Quanto a questão do debate em sala de aula, M.G, 17, argumenta que o assunto deveria ser tratado de forma mais eficaz, não apenas com palestras e visitas nas salas de aula, com a entrega de folders explicativos. “Quando isso acontece, muita gente nem lê o que estão dando. Acho que faltam iniciativas mais eficazes, que impressionem os alunos, como, por exemplo, quando se fala em mortes no trânsito. Se pessoas que passaram por uma situação de contaminação com alguma DST viessem para dentro da escola contar sobre sua vida, acho que surtiria mais efeito”, garante.
Reforço na prevenção
Para o secretário Segabinazzi, a prevenção deve ser a chave principal para evitar a proliferação das doenças. “Obviamente, a prevenção das DSTs necessita do acompanhamento das escolas, governos e das próprias famílias para podermos diminuir a incidência destas doenças”, acredita.
Conforme Segabinazzi, “as principais ações de prevenção são as ofertas dos testes rápidos, que sempre vem acompanhado do aconselhamento – serve de tira dúvidas sobre o tema, individualmente, palestras para população em geral conforme demanda e agenda nos serviços de saúde. Ainda teremos o Novembro Azul (saúde do homem) e 1º de dezembro – dia mundial de luta contra Aids”, pontua.
O avanço da doença também preocupa especialistas da área. Conforme a médica infectologista Daniela Zilio Larentis, qualquer pessoa com vida sexual ativa precisa manter o cuidado durante as relações sexuais, independente de faixa etária. “O risco em contrair uma DST indefere de qualquer idade”, afirma.
Segundo Daniela, mesmo com as diversas formas de prevenção, se o paciente contrair a doença, é necessário buscar pelo tratamento o mais rápido possível. “Ele é gratuito na rede pública de saúde e, com certeza, vai ajudar na diminuição da propagação da doença”, garante. Ela explica ainda, que se o tratamento não for realizado, o paciente pode sofrer com diversas complicações a longo prazo, como a neurosífilis (manifestação da doença no sistema nervoso central, que pode vir a causar demência). “Também evita a infecção do feto durante a gravidez, uma vez que pode causar diversas doenças ao recém-nascido”, pontua.
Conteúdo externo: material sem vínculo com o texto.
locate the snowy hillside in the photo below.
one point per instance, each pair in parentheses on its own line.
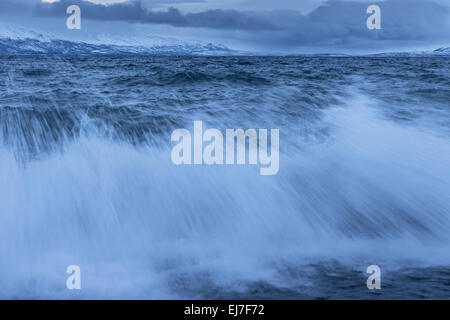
(21,41)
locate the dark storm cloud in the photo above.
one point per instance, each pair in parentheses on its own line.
(137,12)
(334,24)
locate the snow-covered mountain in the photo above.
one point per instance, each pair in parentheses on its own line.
(20,41)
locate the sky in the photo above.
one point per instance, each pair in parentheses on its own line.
(273,26)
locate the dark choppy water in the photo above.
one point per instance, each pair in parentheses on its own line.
(86,178)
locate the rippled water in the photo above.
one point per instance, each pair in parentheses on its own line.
(86,178)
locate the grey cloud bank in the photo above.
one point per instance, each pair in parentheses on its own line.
(334,26)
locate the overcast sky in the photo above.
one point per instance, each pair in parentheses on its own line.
(289,26)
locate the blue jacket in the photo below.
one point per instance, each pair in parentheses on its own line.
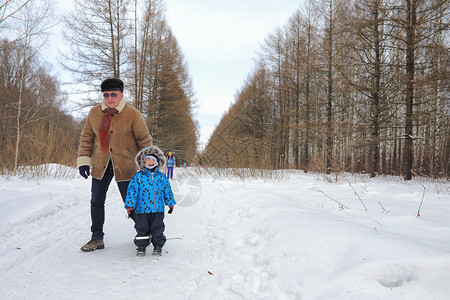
(171,161)
(148,192)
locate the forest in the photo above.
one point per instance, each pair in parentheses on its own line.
(343,86)
(346,86)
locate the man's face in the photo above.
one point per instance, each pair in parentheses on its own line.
(112,98)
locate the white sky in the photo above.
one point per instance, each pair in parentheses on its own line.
(219,40)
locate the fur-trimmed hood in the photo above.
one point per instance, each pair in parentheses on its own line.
(151,150)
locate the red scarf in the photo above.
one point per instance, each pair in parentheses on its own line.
(105,126)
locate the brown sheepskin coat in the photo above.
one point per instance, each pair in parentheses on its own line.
(129,134)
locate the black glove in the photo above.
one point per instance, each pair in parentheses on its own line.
(84,171)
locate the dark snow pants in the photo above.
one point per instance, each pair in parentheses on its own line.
(148,226)
(98,197)
(170,172)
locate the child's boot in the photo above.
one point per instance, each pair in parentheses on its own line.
(140,252)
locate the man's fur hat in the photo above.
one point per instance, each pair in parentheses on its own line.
(152,150)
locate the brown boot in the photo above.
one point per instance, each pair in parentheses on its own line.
(92,245)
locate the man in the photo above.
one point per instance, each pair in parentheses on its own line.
(112,136)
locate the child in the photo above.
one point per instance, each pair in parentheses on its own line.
(148,192)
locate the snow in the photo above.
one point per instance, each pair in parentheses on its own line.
(287,238)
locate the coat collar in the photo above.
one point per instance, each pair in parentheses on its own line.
(119,107)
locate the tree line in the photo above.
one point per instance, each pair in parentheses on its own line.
(130,40)
(345,85)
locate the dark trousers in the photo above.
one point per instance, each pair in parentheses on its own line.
(149,226)
(98,197)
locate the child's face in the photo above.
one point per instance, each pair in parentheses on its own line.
(149,162)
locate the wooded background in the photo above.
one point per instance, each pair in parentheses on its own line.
(130,40)
(345,85)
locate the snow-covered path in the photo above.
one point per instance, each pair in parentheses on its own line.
(240,240)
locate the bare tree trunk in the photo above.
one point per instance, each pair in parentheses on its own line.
(408,150)
(19,105)
(329,137)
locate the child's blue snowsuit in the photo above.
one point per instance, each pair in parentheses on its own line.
(171,162)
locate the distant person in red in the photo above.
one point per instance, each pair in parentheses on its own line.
(171,162)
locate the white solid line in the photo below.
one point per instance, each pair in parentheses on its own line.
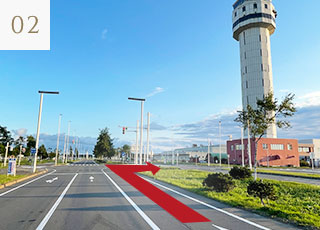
(210,206)
(53,208)
(218,227)
(136,207)
(11,190)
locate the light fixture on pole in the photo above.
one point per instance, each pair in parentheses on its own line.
(141,125)
(38,128)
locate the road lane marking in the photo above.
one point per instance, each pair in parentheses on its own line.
(218,227)
(52,180)
(209,206)
(134,205)
(54,207)
(13,189)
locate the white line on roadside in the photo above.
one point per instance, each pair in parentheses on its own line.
(136,207)
(54,207)
(210,206)
(13,189)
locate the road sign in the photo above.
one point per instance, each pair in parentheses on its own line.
(33,150)
(12,167)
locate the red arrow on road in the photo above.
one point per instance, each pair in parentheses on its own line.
(177,209)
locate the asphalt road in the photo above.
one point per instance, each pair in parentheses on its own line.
(260,175)
(67,197)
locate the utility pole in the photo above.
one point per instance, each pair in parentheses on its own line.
(148,137)
(208,158)
(220,141)
(20,155)
(136,150)
(38,128)
(242,147)
(141,128)
(6,155)
(249,146)
(67,153)
(57,149)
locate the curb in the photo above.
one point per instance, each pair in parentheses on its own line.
(22,179)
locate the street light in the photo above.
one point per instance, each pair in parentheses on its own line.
(141,125)
(38,128)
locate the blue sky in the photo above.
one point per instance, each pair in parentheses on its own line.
(179,53)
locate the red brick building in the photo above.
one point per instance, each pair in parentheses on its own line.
(271,152)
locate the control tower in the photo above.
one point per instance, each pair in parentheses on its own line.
(253,23)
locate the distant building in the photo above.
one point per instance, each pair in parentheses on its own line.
(270,152)
(311,150)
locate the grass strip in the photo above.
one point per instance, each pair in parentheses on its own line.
(297,203)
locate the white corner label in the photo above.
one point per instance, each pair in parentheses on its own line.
(25,24)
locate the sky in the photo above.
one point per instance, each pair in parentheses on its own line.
(179,55)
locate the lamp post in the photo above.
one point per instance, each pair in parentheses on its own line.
(141,125)
(57,149)
(38,128)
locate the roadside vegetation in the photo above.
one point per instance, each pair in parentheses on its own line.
(289,201)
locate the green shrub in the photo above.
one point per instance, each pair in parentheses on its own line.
(263,190)
(240,172)
(303,163)
(219,182)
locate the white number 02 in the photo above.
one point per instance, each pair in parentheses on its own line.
(19,18)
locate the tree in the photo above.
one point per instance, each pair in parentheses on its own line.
(268,112)
(104,146)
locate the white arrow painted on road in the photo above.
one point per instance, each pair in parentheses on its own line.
(50,181)
(220,228)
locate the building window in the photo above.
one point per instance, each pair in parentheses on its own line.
(277,147)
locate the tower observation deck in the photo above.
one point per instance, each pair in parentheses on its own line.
(253,23)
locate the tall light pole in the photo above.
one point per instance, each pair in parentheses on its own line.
(242,147)
(141,126)
(38,128)
(148,137)
(57,149)
(220,141)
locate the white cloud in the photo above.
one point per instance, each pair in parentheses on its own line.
(104,34)
(157,90)
(310,99)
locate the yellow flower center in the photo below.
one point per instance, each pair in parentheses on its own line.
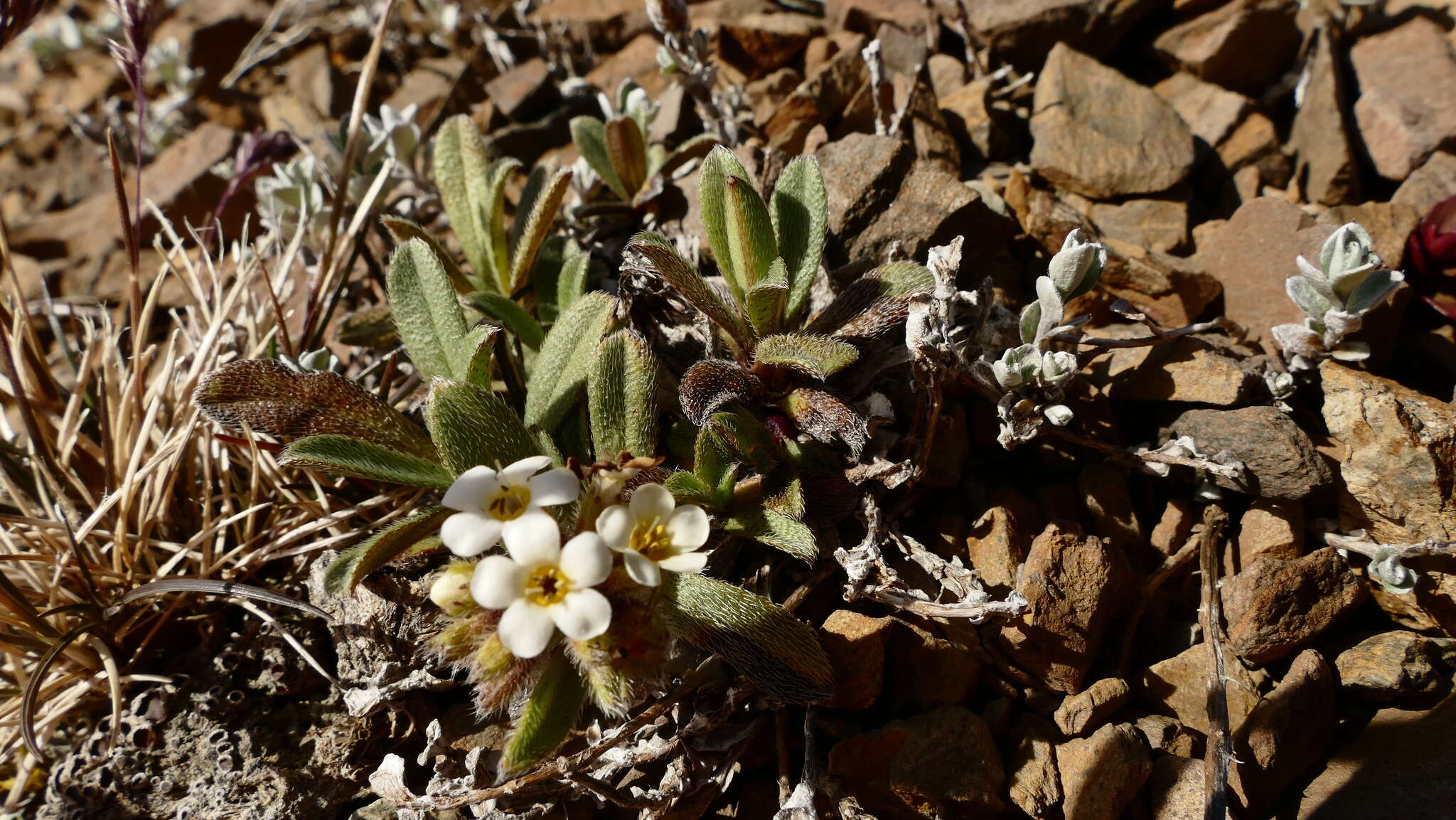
(651,539)
(547,586)
(510,503)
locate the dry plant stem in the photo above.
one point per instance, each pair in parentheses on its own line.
(1219,752)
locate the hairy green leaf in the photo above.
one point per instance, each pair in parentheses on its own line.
(427,311)
(561,369)
(472,426)
(268,397)
(510,315)
(340,454)
(590,136)
(380,548)
(548,718)
(771,647)
(689,284)
(621,397)
(800,208)
(807,353)
(533,232)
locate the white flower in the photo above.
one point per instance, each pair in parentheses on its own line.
(505,504)
(542,587)
(653,535)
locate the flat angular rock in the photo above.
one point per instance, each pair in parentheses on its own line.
(1282,461)
(1074,585)
(1242,46)
(1101,134)
(943,762)
(1391,666)
(1101,774)
(1406,107)
(1278,606)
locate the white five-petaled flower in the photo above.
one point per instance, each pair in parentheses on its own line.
(505,504)
(653,535)
(543,586)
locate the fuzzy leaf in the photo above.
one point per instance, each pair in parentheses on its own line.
(621,392)
(461,162)
(533,232)
(711,383)
(626,150)
(776,531)
(712,198)
(590,136)
(805,353)
(561,369)
(404,230)
(689,284)
(826,417)
(771,647)
(510,315)
(380,548)
(471,427)
(427,311)
(340,454)
(800,208)
(768,299)
(550,715)
(269,398)
(750,233)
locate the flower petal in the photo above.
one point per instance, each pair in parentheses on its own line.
(522,471)
(583,614)
(497,582)
(685,563)
(533,539)
(526,628)
(689,528)
(586,561)
(641,568)
(469,533)
(555,487)
(615,526)
(473,490)
(651,501)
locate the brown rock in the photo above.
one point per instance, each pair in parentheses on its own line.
(1289,603)
(1036,787)
(761,44)
(1179,685)
(1406,110)
(1327,165)
(1253,254)
(1100,134)
(1389,666)
(1286,733)
(1430,184)
(1101,774)
(1093,707)
(941,762)
(1242,46)
(1175,790)
(857,650)
(1074,586)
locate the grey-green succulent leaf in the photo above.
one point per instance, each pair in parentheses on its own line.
(565,356)
(346,571)
(811,354)
(427,311)
(548,717)
(771,647)
(340,454)
(800,210)
(621,397)
(472,427)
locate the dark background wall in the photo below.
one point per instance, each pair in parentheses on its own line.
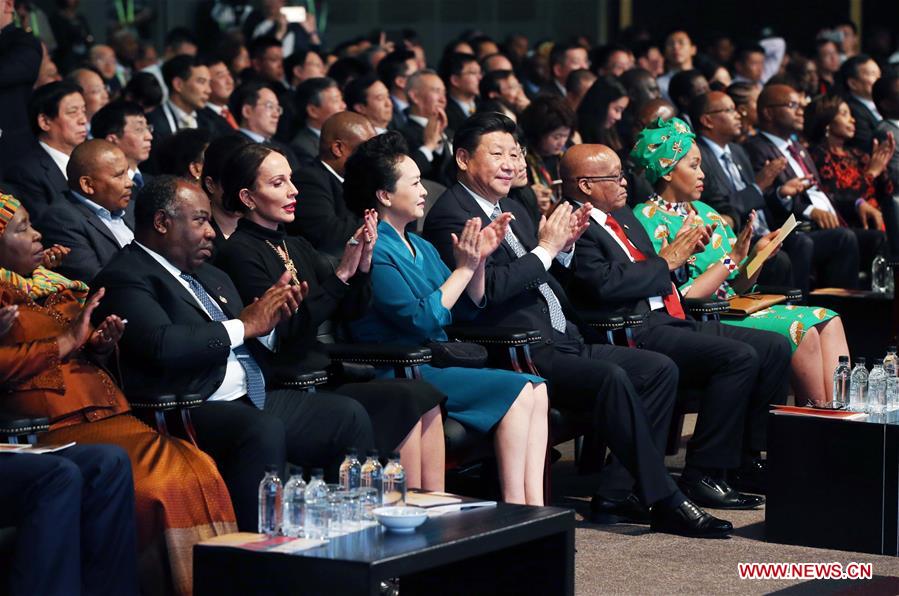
(438,21)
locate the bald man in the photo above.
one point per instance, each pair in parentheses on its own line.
(836,251)
(740,371)
(96,217)
(322,217)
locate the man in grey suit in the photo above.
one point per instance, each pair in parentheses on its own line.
(731,187)
(886,97)
(96,218)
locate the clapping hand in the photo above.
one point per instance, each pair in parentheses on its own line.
(467,245)
(492,236)
(370,235)
(54,255)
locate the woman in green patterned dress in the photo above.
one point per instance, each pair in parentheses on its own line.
(672,161)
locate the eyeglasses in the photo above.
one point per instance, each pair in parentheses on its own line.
(272,107)
(612,178)
(793,105)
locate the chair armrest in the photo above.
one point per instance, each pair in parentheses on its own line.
(17,424)
(379,354)
(705,306)
(301,380)
(154,403)
(792,294)
(494,336)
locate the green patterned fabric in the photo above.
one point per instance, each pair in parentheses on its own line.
(661,145)
(662,221)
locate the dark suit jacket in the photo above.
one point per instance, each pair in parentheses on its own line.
(442,168)
(760,149)
(305,144)
(71,223)
(719,193)
(170,344)
(37,181)
(605,279)
(20,60)
(865,125)
(513,299)
(322,216)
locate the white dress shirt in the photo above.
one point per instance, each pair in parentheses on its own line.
(59,158)
(234,385)
(563,257)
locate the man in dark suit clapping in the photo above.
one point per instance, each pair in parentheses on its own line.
(629,394)
(188,332)
(740,371)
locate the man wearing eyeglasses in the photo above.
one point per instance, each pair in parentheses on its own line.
(836,251)
(257,110)
(730,185)
(739,371)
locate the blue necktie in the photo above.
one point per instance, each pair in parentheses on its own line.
(255,380)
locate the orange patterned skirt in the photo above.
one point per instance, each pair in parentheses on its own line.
(180,497)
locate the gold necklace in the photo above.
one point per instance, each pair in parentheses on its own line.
(282,253)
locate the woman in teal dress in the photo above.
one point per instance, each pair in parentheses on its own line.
(672,161)
(416,295)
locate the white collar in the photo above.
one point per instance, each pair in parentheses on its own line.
(330,169)
(253,135)
(166,264)
(486,206)
(59,158)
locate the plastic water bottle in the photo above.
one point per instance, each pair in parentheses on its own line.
(270,493)
(372,473)
(877,388)
(294,503)
(394,481)
(350,470)
(891,362)
(315,525)
(881,275)
(858,386)
(841,383)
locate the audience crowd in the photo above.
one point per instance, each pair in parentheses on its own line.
(204,220)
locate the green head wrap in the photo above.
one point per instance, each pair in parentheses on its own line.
(661,145)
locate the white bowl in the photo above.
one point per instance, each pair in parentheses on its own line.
(401,519)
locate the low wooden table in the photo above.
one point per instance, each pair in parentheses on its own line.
(502,549)
(834,483)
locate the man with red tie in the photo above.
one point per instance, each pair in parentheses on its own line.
(837,252)
(740,371)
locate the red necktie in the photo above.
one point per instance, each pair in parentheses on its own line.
(672,300)
(229,118)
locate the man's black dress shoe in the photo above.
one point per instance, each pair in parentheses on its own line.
(718,494)
(628,510)
(752,477)
(689,520)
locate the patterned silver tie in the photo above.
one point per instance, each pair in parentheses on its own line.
(556,314)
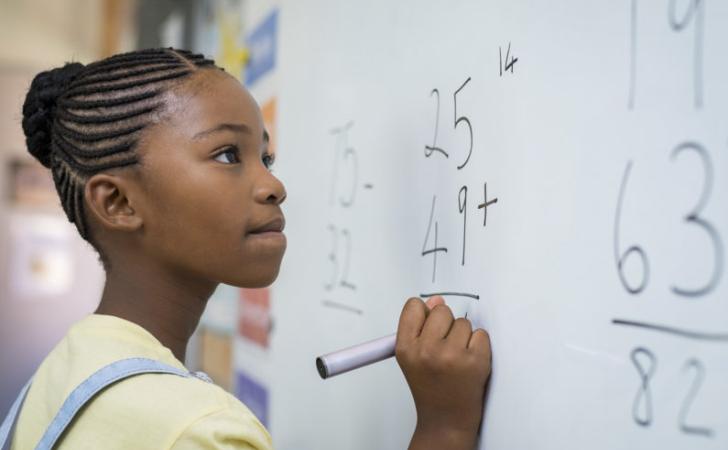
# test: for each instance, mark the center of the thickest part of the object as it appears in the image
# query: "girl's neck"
(167, 304)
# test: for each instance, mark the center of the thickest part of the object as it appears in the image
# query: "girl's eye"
(232, 150)
(268, 160)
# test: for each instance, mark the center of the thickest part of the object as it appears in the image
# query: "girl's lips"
(276, 224)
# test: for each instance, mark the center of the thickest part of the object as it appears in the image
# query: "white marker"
(357, 356)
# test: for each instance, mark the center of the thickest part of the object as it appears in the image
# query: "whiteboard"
(599, 127)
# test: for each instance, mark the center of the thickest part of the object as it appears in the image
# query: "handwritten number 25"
(457, 120)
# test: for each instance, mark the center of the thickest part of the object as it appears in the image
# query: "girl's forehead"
(209, 98)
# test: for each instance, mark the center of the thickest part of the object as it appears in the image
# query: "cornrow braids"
(81, 120)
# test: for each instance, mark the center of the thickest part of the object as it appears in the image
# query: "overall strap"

Para a infectologista, a prevenção é um dos principais meios para diminuir os casos. Ela salienta ainda que os números podem ser maiores, pois em muitos casos, eles não são notificados, em virtude da doença começar silenciosamente e só mostra sintomas após o segundo estágio. “Todos que possuem vida sexual ativa deveriam realizar o teste. Ele é gratuito nos postos de saúde da rede pública. É preciso prevenir”, afirma.
Estágios
A doença se manifesta em três estágios diferentes: sífilis primária, secundária e terciária. Nos dois primeiros, os sintomas são mais evidentes e o risco de transmissão é maior. Depois, há um período praticamente assintomático, em que a bactéria fica latente no organismo, mas a doença retorna com agressividade acompanhada de complicações graves, causando cegueira, paralisia, doença cardíaca, transtornos mentais e até a morte.
Sífilis Primária
pequenas feridas nos órgãos genitais (cancro duro) que desaparecem espontaneamente e não deixam cicatrizes; gânglios aumentados e ínguas na região das virilhas;
Sífilis Secundária
manchas vermelhas na pele, na mucosa da boca, nas palmas das mãos e plantas dos pés; febre; dor de cabeça; mal-estar; inapetência; linfonodos espalhados pelo corpo, manifestações que também podem regredir sem tratamento, embora a doença continue ativa no organismo;
Sífilis Terciária
comprometimento do sistema nervoso central, do sistema cardiovascular com inflamação da aorta, lesões na pele e nos ossos.